Les autres rient fort (ils ont dû tester les alcools), ils sont tous euphoriques. Seule, Elsa qui n’a ni bu ni fumé est sceptique. Elle se tait, se sentant exclue. A-t-elle observé la même ville qu’eux ? Faut-il avoir connu Phnom Penh avant pour être frappé par l’absence de ses habitants ? Tout est soigneusement entretenu, mais ils n’ont rencontré personne : ni homme ni animal. La cité riante, grouillante, où il faisait bon vivre, est devenue un mausolée. Oui, une tombe ! Fleurie certes, mais une tombe. Elle est aussi mal à l’aise à cause de leur guide. Dans un pays où, il n’y a pas si longtemps, tout le monde parlait français, ce dernier ne sait qu’en balbutier quelques rudiments.
Jacques a pris la parole, il veut remobiliser ses troupes et d’abord convaincre Elsa dont il devine le trouble, ce qui perturbe sa propre joie d’être là où se fait l’Histoire. Ils ont une mission, ils ont un rôle à jouer dans le conflit entre Vietnamiens et Cambodgiens, pour la paix entre ces frères ennemis qu’ils ont aimés d’une même passion. Avant de partir, il a programmé une série de réunions sur toute la France pour faire connaître ce qu’ils auront vu, pour redorer l’image du Kampuchéa démocratique.
– Je suis bien conscient que tout n’est pas rose au Cambodge. Il y a eu des milliers de morts lors de l’évacuation des villes, ce qui étaie l’accusation de génocide. C’est vrai, ne le nions pas ! Mais comment aurait-on pu les éviter ? Les Khmers rouges ont récupéré un état ravagé par cinq ans de guerre. Les choix pour empêcher la famine ont-ils tous été bons ? Je n’en sais rien. Il appartient à la classe ouvrière et aux paysans pauvres de ce pays, et à eux seuls de mener une critique sévère et légitime sur ce qu’a fait son gouvernement.
Il se répète.
– Nous avons été invités pour observer et témoigner, pas pour donner du grain à moudre à nos ennemis.

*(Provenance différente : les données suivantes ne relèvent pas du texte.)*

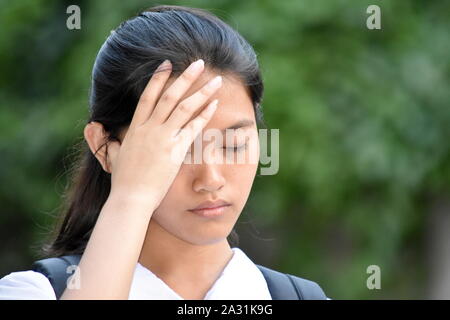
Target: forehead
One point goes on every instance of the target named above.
(234, 104)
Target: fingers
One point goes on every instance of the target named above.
(186, 108)
(173, 94)
(196, 125)
(151, 94)
(111, 158)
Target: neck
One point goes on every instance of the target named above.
(170, 258)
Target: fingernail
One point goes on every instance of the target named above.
(197, 65)
(166, 64)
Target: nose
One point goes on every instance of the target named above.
(208, 178)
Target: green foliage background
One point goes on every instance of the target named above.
(364, 123)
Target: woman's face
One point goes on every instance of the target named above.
(211, 180)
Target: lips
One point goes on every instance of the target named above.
(211, 205)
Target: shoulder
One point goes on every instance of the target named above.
(287, 286)
(26, 285)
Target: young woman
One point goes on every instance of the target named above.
(147, 224)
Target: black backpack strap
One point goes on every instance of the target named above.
(55, 269)
(283, 286)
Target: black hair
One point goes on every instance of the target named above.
(123, 66)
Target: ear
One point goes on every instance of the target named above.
(96, 137)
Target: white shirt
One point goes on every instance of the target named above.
(240, 280)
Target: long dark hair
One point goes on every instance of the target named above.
(121, 70)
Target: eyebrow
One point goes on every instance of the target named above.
(241, 124)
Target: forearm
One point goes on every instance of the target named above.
(109, 260)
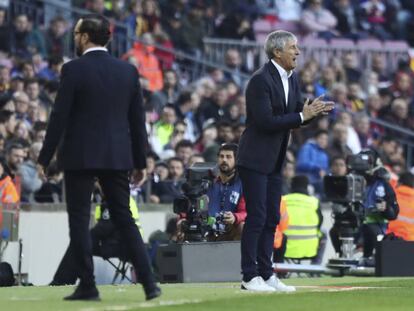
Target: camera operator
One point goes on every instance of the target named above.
(226, 206)
(226, 202)
(380, 204)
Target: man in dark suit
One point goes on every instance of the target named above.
(97, 125)
(274, 107)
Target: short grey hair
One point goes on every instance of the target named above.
(277, 40)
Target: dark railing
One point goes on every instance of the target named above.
(253, 55)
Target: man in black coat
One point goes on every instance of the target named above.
(97, 125)
(274, 107)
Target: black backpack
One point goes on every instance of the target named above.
(6, 275)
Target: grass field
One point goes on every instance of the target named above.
(319, 294)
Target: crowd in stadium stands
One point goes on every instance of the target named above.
(186, 120)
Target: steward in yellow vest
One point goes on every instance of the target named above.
(305, 219)
(403, 226)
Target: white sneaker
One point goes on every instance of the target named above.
(257, 284)
(277, 284)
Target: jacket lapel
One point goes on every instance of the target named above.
(291, 100)
(278, 82)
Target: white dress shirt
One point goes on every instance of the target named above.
(284, 75)
(97, 48)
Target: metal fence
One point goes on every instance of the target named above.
(253, 55)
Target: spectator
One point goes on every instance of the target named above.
(167, 190)
(348, 19)
(57, 38)
(353, 143)
(98, 7)
(51, 189)
(225, 198)
(399, 115)
(304, 238)
(152, 177)
(7, 123)
(313, 161)
(38, 132)
(9, 193)
(374, 18)
(236, 25)
(177, 136)
(143, 58)
(4, 82)
(163, 52)
(185, 108)
(27, 70)
(31, 175)
(22, 131)
(351, 66)
(327, 81)
(194, 30)
(339, 95)
(402, 86)
(4, 31)
(52, 71)
(195, 158)
(163, 128)
(22, 105)
(216, 109)
(234, 62)
(15, 156)
(144, 17)
(32, 89)
(318, 20)
(23, 40)
(169, 92)
(184, 151)
(403, 226)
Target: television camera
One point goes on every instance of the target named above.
(347, 194)
(193, 203)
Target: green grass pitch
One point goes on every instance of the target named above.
(319, 294)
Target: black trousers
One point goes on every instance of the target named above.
(105, 243)
(115, 186)
(262, 194)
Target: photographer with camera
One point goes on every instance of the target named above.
(212, 209)
(380, 204)
(225, 198)
(363, 195)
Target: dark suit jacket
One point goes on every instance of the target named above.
(263, 144)
(97, 121)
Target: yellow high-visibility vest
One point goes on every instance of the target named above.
(302, 232)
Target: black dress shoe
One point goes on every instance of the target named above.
(84, 293)
(152, 293)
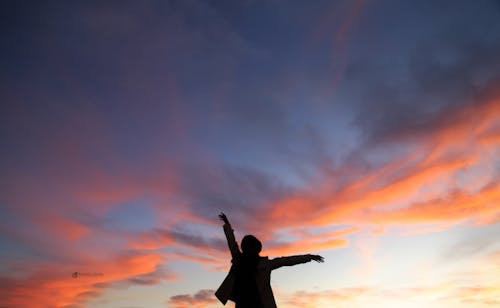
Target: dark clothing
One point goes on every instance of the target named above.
(230, 289)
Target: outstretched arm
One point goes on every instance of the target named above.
(231, 241)
(294, 260)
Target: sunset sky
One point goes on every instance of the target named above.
(366, 131)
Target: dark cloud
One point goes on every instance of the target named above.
(201, 298)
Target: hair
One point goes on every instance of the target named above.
(250, 245)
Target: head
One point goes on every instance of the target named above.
(250, 245)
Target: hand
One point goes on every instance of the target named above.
(223, 217)
(317, 258)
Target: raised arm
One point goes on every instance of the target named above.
(231, 241)
(294, 260)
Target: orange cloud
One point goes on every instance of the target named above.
(410, 188)
(52, 285)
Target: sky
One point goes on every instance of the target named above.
(366, 131)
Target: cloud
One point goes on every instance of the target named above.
(203, 298)
(441, 295)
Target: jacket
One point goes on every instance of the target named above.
(263, 273)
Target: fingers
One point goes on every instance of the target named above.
(318, 258)
(223, 217)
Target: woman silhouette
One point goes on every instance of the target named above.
(248, 283)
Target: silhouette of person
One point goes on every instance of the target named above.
(248, 282)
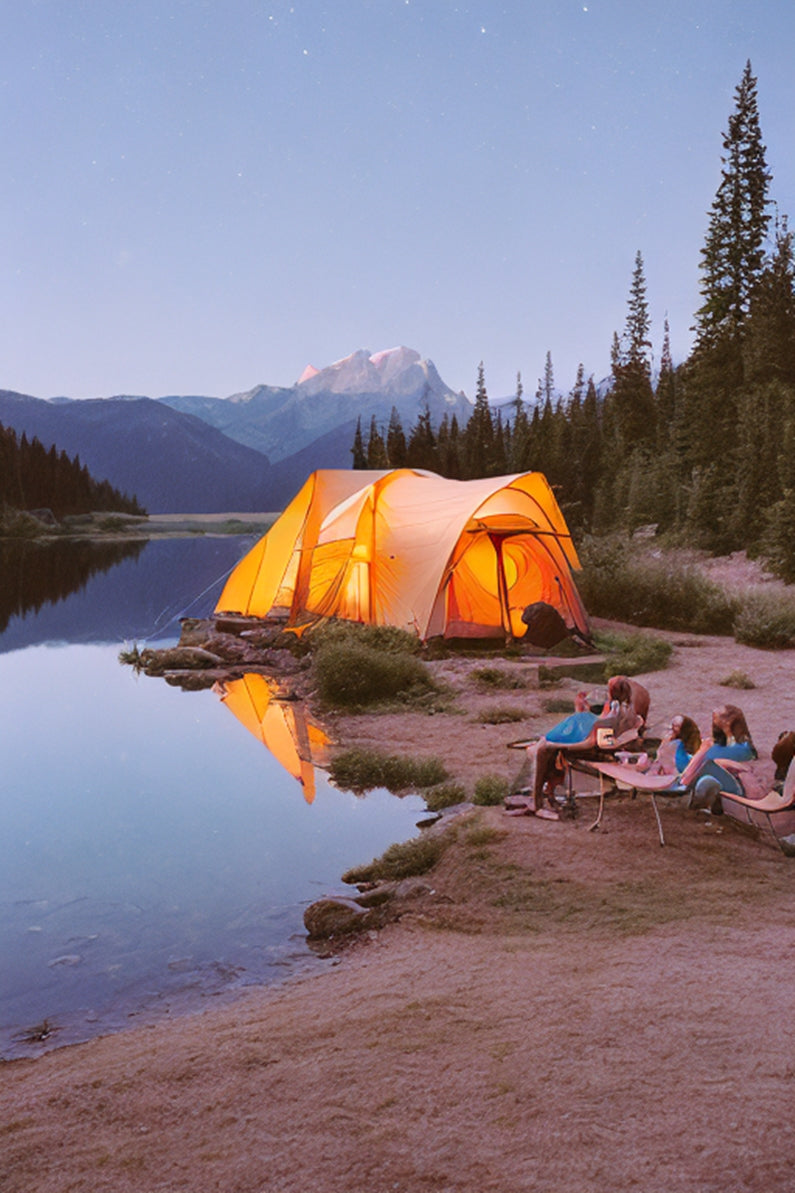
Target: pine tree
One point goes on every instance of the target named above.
(733, 254)
(665, 394)
(396, 447)
(769, 346)
(519, 431)
(479, 433)
(632, 394)
(376, 447)
(421, 450)
(357, 450)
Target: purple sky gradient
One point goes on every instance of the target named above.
(201, 196)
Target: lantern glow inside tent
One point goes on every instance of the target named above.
(407, 548)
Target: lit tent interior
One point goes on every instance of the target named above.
(411, 549)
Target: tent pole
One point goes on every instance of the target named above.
(501, 583)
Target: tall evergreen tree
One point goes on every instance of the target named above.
(376, 447)
(357, 450)
(519, 431)
(733, 254)
(479, 433)
(421, 444)
(396, 447)
(632, 394)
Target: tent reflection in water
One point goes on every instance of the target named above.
(407, 548)
(284, 729)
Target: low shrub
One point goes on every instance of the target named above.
(766, 619)
(401, 860)
(499, 715)
(648, 592)
(633, 654)
(497, 678)
(352, 674)
(738, 679)
(444, 795)
(490, 790)
(362, 770)
(386, 638)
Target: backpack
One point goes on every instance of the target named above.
(546, 626)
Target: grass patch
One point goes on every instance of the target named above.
(401, 860)
(558, 704)
(130, 656)
(491, 790)
(362, 770)
(497, 678)
(352, 674)
(484, 835)
(766, 619)
(739, 680)
(444, 795)
(384, 638)
(500, 715)
(633, 654)
(649, 592)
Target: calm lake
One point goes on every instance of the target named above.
(153, 853)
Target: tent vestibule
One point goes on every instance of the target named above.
(407, 548)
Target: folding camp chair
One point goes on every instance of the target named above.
(774, 810)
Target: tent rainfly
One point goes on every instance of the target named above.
(408, 548)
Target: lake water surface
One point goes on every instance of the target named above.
(153, 853)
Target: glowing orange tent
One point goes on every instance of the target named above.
(283, 729)
(407, 548)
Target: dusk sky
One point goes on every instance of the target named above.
(204, 195)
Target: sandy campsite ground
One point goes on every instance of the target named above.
(558, 1009)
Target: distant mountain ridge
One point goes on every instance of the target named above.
(171, 462)
(281, 421)
(247, 452)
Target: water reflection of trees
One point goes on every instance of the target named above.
(34, 574)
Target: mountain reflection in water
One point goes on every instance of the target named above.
(152, 854)
(36, 574)
(284, 728)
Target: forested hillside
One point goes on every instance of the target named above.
(34, 477)
(706, 450)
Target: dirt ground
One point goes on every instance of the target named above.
(558, 1009)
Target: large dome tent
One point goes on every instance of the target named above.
(408, 548)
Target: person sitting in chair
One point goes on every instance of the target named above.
(626, 709)
(731, 740)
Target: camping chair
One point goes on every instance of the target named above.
(601, 743)
(627, 778)
(774, 809)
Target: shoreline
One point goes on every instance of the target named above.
(554, 1008)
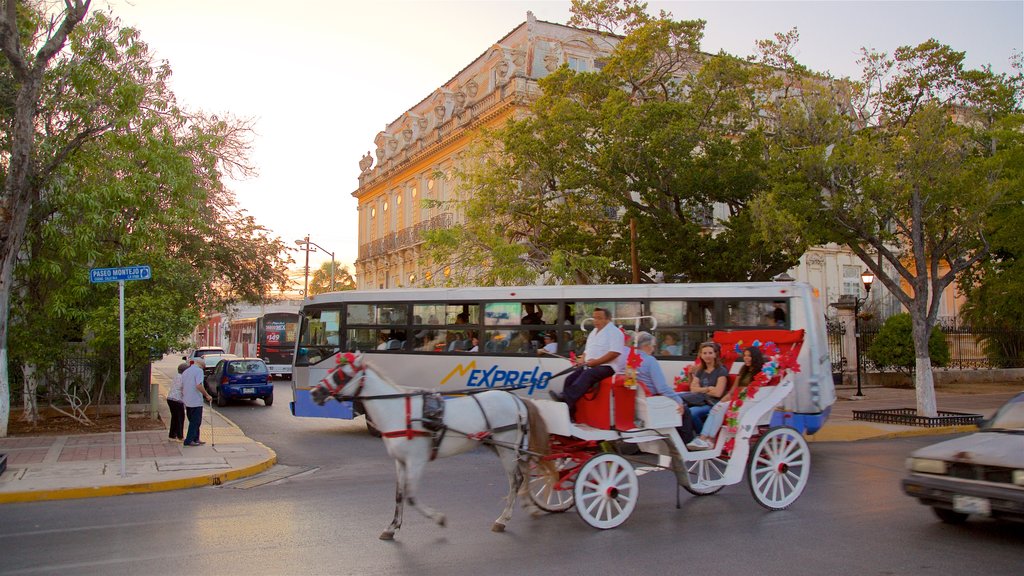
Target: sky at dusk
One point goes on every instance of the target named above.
(322, 78)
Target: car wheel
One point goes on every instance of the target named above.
(949, 517)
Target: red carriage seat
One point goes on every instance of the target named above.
(788, 341)
(609, 406)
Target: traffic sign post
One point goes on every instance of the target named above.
(121, 275)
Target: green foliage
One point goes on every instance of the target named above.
(893, 346)
(129, 177)
(320, 279)
(906, 166)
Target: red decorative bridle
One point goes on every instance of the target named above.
(349, 366)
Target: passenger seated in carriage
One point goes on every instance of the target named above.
(602, 358)
(753, 361)
(650, 375)
(708, 382)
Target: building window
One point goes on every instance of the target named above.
(851, 280)
(578, 64)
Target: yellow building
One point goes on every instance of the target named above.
(416, 153)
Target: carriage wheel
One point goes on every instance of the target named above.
(702, 474)
(605, 491)
(543, 491)
(779, 466)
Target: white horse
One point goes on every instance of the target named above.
(510, 425)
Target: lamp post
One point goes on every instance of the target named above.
(309, 246)
(866, 278)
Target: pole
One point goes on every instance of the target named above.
(121, 286)
(332, 272)
(856, 342)
(634, 258)
(305, 287)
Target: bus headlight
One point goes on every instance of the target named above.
(927, 465)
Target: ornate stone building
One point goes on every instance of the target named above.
(416, 153)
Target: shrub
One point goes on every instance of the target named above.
(893, 346)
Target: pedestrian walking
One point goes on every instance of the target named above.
(175, 402)
(194, 393)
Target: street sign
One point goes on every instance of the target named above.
(98, 275)
(121, 275)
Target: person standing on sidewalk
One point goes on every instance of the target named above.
(194, 392)
(174, 401)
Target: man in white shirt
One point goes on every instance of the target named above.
(194, 392)
(602, 358)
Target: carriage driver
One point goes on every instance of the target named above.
(602, 358)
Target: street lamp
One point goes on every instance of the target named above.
(311, 247)
(866, 278)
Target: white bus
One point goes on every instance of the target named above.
(426, 338)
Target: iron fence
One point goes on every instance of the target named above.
(970, 347)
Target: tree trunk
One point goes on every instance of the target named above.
(924, 380)
(30, 408)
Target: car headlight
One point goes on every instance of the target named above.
(927, 465)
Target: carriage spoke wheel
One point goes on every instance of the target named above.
(605, 491)
(706, 476)
(543, 491)
(779, 466)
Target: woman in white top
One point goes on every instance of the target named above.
(175, 402)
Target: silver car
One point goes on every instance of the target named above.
(981, 474)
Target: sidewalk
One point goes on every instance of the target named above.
(842, 427)
(54, 467)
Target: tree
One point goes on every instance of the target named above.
(27, 57)
(116, 174)
(320, 282)
(893, 346)
(659, 134)
(901, 166)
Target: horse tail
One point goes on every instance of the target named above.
(539, 439)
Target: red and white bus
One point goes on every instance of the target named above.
(424, 338)
(275, 335)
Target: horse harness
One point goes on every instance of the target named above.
(431, 416)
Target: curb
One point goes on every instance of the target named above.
(145, 487)
(854, 436)
(215, 479)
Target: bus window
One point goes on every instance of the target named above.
(668, 313)
(616, 310)
(386, 315)
(453, 315)
(502, 314)
(756, 313)
(699, 313)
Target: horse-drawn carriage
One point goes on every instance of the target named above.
(563, 463)
(601, 482)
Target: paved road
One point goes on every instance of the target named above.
(851, 520)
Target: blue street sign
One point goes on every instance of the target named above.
(98, 275)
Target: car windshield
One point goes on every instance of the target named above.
(247, 367)
(1010, 416)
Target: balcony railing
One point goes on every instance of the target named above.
(404, 238)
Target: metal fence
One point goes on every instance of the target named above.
(970, 347)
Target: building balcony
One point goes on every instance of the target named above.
(404, 238)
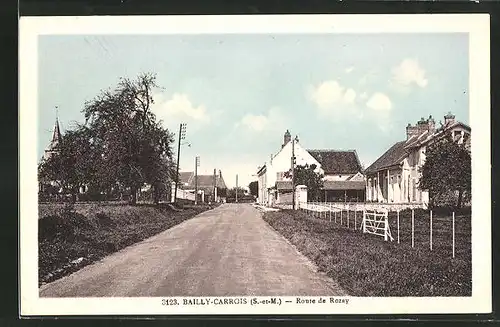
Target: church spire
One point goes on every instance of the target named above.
(56, 135)
(55, 143)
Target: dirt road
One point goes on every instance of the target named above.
(228, 251)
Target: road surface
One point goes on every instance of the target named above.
(228, 251)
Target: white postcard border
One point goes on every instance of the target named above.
(476, 25)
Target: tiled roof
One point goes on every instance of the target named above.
(343, 185)
(337, 162)
(284, 185)
(204, 181)
(185, 177)
(396, 154)
(391, 157)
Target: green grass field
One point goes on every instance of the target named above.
(90, 231)
(366, 265)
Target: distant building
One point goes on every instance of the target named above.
(52, 149)
(393, 178)
(54, 146)
(343, 178)
(211, 188)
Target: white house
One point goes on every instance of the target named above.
(342, 172)
(394, 176)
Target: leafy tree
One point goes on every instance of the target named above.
(446, 172)
(254, 188)
(72, 167)
(134, 148)
(231, 193)
(306, 175)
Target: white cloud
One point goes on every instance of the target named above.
(330, 93)
(379, 102)
(349, 96)
(179, 106)
(255, 122)
(408, 72)
(273, 120)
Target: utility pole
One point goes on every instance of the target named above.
(196, 164)
(215, 185)
(293, 172)
(182, 136)
(236, 188)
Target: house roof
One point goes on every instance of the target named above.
(204, 181)
(343, 185)
(327, 185)
(337, 161)
(426, 137)
(284, 185)
(396, 154)
(391, 157)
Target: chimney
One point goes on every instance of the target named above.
(411, 131)
(431, 124)
(286, 138)
(449, 119)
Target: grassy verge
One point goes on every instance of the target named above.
(72, 237)
(366, 265)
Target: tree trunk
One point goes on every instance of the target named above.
(133, 196)
(459, 202)
(156, 197)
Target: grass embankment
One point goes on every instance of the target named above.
(70, 238)
(366, 265)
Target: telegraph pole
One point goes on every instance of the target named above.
(196, 164)
(293, 172)
(215, 185)
(182, 136)
(236, 188)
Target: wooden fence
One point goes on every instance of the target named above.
(373, 218)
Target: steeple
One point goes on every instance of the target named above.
(55, 143)
(286, 138)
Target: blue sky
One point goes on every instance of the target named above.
(239, 93)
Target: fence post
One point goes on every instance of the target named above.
(386, 224)
(412, 227)
(453, 222)
(430, 230)
(398, 226)
(355, 211)
(364, 221)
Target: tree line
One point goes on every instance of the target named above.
(120, 148)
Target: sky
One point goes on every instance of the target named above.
(238, 94)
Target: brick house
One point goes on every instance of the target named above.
(343, 177)
(394, 176)
(210, 187)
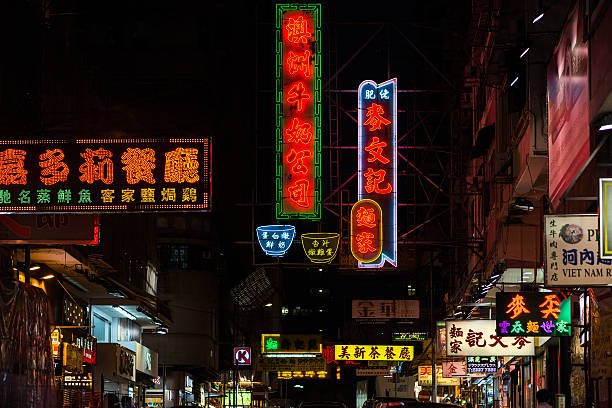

Il faut, comme le dit Mao Zedong « tracer une ligne de démarcation entre la révolution et la contre-révolution ». Bien des détails pourront choquer nos sensibilités occidentales, nous essaierons en soirée d’en parler ensemble.
Le débat, entre eux, commence. Elsa y participe à peine, elle s’en veut d’avoir jugé hâtivement ce pays. La ville est vide ? Et alors ? Les Khmers rouges n’ont jamais caché qu’ils avaient envoyé tous les citadins à la campagne pour éviter la famine. Elle est choquée parce qu’elle avait espéré retrouver son Phnom Penh, celui du temps de Sihanouk. Cette discussion ne l’intéresse pas, le vrai débat est en elle. Elle doit réfléchir sur ce qu’elle est prête à accepter.